The bigger issue is that they don't have any onboard persistent storage (could be added, but the speed is limited to about 500mbit/s) and they are only gigE.

Running strictly from memory, they are also prone to memory corruption. Odd, I know, but I see it at the scale we operate. Thus, they need to be treated as interruptible machines. Reboot to running is about 60s.

So, quite a few limitations, but still good hardware, if we can find a good workload for them.

liminalsunset · on Sept 25, 2022

Is this memory corruption you speak of silent, or simply fatal?

This could be a significant problem if the workload requires some form of integrity, since the hardware could be quietly introducing errors into otherwise normal looking computing

I remember having this issue with overclocked AMD cards mining too, where it was common to try to undervolt or overclock the memory. I wonder if any of those tuning tools work here, and if it would be possible to underclock the memory to increase its stability.

Either way, this echoes some of the sentiment I generally had around hardware intended for mining, including the bitcoin branded 2000 watt power supplies built with bottom of the barrel parts. Most hardware built for mining was built with exactly one purpose in mind, and has significant warts when it is attempted to be repurposed. The kind of constraints and requirements that cryptomining presents are really quite different from those of most modern IT systems.

latchkey · on Sept 25, 2022

Silent. It'll be things like you can't ssh into the box any more or you log in and can't reboot it. Likely due to ethash mining, which is heavily RAM based and the voltage/clocking. Luckily, it is easy to change those settings to build more stability. I have a process that auto tunes the machines for known instabilities... but the weird silent ram corruption ones are much harder to detect.

You're totally right that mining hardware was majority single purpose, especially at large scale. Those PSU's did the job, but yes, in general, hand soldered in China and prone to do weird things.

It certainly puts a hamper into what can be done with it now that the merge has happened, but I'd like to keep trying to find uses!

liminalsunset · on Sept 25, 2022

I wonder if these have any chance of running TensorFlow or other ML applications. The problem would again, be that there is no local storage and thus the 4GB Stable Diffusion model might be a bit much, but once loaded, perhaps it may work well for that kind of non critical application.

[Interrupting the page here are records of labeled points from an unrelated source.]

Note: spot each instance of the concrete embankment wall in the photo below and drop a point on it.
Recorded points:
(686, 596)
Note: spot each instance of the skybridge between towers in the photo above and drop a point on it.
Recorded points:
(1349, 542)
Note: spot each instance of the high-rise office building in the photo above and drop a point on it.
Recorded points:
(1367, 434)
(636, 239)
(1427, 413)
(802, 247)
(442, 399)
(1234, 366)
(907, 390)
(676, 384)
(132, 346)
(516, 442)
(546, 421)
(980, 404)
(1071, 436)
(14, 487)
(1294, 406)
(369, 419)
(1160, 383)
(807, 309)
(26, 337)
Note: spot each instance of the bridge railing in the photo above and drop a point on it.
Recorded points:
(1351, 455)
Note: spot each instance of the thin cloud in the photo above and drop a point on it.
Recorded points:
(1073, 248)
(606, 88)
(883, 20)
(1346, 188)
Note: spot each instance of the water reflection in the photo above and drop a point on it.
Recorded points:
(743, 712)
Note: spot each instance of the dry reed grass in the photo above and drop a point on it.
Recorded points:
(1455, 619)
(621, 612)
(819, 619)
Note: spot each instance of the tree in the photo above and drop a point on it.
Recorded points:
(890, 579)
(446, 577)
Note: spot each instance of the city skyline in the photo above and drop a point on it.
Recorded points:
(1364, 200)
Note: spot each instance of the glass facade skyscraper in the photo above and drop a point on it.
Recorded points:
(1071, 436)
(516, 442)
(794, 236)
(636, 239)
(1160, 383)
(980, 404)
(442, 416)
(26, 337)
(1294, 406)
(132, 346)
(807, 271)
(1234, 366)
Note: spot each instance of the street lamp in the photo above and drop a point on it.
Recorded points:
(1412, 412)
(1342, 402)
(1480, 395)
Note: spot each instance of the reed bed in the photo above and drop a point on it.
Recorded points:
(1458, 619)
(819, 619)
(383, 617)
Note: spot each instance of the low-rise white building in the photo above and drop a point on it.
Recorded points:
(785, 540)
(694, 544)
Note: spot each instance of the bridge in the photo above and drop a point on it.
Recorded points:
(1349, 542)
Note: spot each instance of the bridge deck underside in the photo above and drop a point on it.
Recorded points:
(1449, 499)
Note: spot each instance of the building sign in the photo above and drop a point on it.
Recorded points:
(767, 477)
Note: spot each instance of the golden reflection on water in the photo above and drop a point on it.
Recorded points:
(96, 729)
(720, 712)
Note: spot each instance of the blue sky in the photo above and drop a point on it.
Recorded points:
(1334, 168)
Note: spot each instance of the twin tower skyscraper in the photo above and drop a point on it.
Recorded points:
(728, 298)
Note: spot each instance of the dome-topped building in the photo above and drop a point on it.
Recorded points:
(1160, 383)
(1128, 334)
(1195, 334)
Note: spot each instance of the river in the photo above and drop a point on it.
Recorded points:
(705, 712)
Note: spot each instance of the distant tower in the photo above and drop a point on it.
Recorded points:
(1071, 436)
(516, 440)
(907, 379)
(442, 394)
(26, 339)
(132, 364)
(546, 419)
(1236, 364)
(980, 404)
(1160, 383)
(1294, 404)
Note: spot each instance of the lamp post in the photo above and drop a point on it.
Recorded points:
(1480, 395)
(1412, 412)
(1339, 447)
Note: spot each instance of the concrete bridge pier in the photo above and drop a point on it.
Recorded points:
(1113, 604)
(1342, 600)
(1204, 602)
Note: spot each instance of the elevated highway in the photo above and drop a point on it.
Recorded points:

I think one of the reasons GPU memory corruption may cause the system to freeze is because the GPU and main memory are unified on APUs, which would probably explain the machines being difficult to login or use sometimes

latchkey · on Sept 25, 2022

It is effectively this GPU with RDNA1: https://en.wikipedia.org/wiki/Radeon_RX_5000_series

Yes, shared memory is definitely the cause.

ThePowerOfFuet · on Sept 25, 2022

> Running strictly from memory, they are also prone to memory corruption. Odd, I know, but I see it at the scale we operate. Thus, they need to be treated as interruptible machines. Reboot to running is about 60s.

This would be an instant dealbreaker for me. To quote the inimitable Sweet Brown, _ain't nobody got time for that_. [1]

1: https://en.wikipedia.org/wiki/Ain't_Nobody_Got_Time_for_That

throwagpu · on Sept 25, 2022

Do these support graphics of any kind? Can you run a test with Vulkan? Can the boards run windows and correctly start DirectX?

latchkey · on Sept 25, 2022

It is effectively this GPU with RDNA1: https://en.wikipedia.org/wiki/Radeon_RX_5000_series

I don't know about Windows, but at this scale, I doubt it would be easy to iPXE boot this many blades over gigE.

tekno45 · on Sept 25, 2022

stable diffusion hosting

capableweb · on Sept 26, 2022

Seems to be AMD cards, which has way less support in the ecosystem.